D'altro canto, sempre negli ultimi anni, il progetto OGLE ha rivelato un eccesso di 6 eventi di "microlensing" che si manifestano come un caratteristico innalzamento di luminosità per qualche ora nella luce di una stella nel campo inquadrato; finora, tali eventi erano stati interpretati come dovuti alla deviazione relativistica della luce da parte di pianeti extrasolari "erranti" nello spazio interstellare, presumibilmente espulsi da sistemi planetari in formazione e con masse che cadono nell'intervallo 0.5M⊕÷20M⊕, intervallo che in effetti abbraccia quello ipotizzato per il Pianeta X. Un'ipotesi altrettanto valida, però, è che a deviare la luce non siano i "Free Floating Planets" (FFP), bensì buchi neri di massa planetaria, indicati come "Buchi Neri Primordiali" (PBH).
Il telescopio "Optical Gravitational Lensing Experiment" (OGLE) a Las Campanas, in Cile - Credits: KszuloFotki (Krzul's Photo Gallery)
E' proprio da questa ipotesi che prende le mosse il lavoro di due ricercatori, J.Scholtz e J.Unwin; a Settembre, essi hanno pubblicato su ArXiv un articolo che prende in esame i meccanismi di possibile cattura di un buco nero primordiale da parte del Sistema Solare e le conseguenze della sua interazione con la materia oscura.
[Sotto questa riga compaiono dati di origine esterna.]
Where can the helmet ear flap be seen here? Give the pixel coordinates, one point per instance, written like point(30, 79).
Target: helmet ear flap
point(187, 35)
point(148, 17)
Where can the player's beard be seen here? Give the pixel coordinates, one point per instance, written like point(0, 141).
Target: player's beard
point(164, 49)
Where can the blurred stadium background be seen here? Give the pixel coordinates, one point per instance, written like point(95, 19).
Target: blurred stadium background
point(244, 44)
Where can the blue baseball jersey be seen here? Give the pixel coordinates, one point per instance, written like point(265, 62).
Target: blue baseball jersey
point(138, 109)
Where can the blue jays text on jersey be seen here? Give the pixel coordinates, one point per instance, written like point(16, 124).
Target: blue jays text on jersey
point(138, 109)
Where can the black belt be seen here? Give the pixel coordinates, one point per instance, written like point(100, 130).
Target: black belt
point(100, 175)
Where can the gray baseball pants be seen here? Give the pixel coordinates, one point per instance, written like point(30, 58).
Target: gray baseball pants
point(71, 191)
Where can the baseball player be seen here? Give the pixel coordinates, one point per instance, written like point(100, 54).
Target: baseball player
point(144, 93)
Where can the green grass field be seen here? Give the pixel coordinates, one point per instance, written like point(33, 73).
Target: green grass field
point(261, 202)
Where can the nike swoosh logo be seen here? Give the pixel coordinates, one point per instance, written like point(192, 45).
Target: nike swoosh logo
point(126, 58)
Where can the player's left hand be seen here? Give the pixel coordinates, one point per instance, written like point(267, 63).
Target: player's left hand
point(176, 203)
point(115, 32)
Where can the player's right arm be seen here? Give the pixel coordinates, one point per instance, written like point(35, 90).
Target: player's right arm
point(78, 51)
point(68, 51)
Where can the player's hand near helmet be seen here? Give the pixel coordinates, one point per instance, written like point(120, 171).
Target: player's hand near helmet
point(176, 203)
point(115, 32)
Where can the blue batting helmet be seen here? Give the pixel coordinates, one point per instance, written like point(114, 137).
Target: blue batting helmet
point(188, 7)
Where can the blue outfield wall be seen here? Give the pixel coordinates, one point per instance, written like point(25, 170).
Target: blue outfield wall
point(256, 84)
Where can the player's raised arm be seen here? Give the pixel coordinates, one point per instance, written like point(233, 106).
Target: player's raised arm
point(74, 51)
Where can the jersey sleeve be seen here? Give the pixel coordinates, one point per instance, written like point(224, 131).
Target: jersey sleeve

Un buco nero primordiale ha una massa relativamente piccola rispetto a quelli cui siamo abituati, che in genere vanno da alcune volte la massa del Sole per i buchi neri stellari fino ai miliardi di masse solari dei buchi neri super-massicci nei nuclei di galassie attive. Un PBH non può essere originato da un collasso stellare ma potrebbe essere nato nelle prime fasi di vita dell'universo, quando la densità era tale da favorire una violenta concentrazione di materia a partire da una fluttuazione di densità; per questo motivo, tali oggetti vengono chiamati primordiali. La loro esistenza venne ipotizzata a metà degli anni '70 quando si cercò di spiegare i "lampi gamma" osservati dai satelliti con l'esplosione di "mini buchi neri" primordiali di 1,73·1012 kg; si tratta di una massa paragonabile a quella di una collina o di un asteroide come Apophis e, secondo la teoria di Hawking, tali oggetti dovrebbero "evaporare" in un tempo pari all'età dell'universo, dunque nell'epoca attuale; dato che la potenza emessa sotto forma di radiazione di Hawking va con l'inverso del quadrato della massa, negli ultimi secondi di vita un simile mini-buco nero finirebbe per trasformare la sua massa in radiazione, generando appunto un lampo di raggi gamma ad alta energia. Anche se questa spiegazione si è poi rivelata sbagliata, i buchi neri primordiali potrebbero esistere davvero e la loro presenza è stata invocata a più riprese per spiegare la natura della materia oscura o altri paradossi osservativi; in ogni caso, le osservazioni pongono limiti stringenti alla loro densità media. Ad esempio, sulla base della frequenza di microlensing osservata da OGLE, si può dedurre che la loro densità nei dintorni del Sole deve essere compresa tra lo 0,5% e il 10% della densità della materia oscura, essendone quindi un costituente "minoritario".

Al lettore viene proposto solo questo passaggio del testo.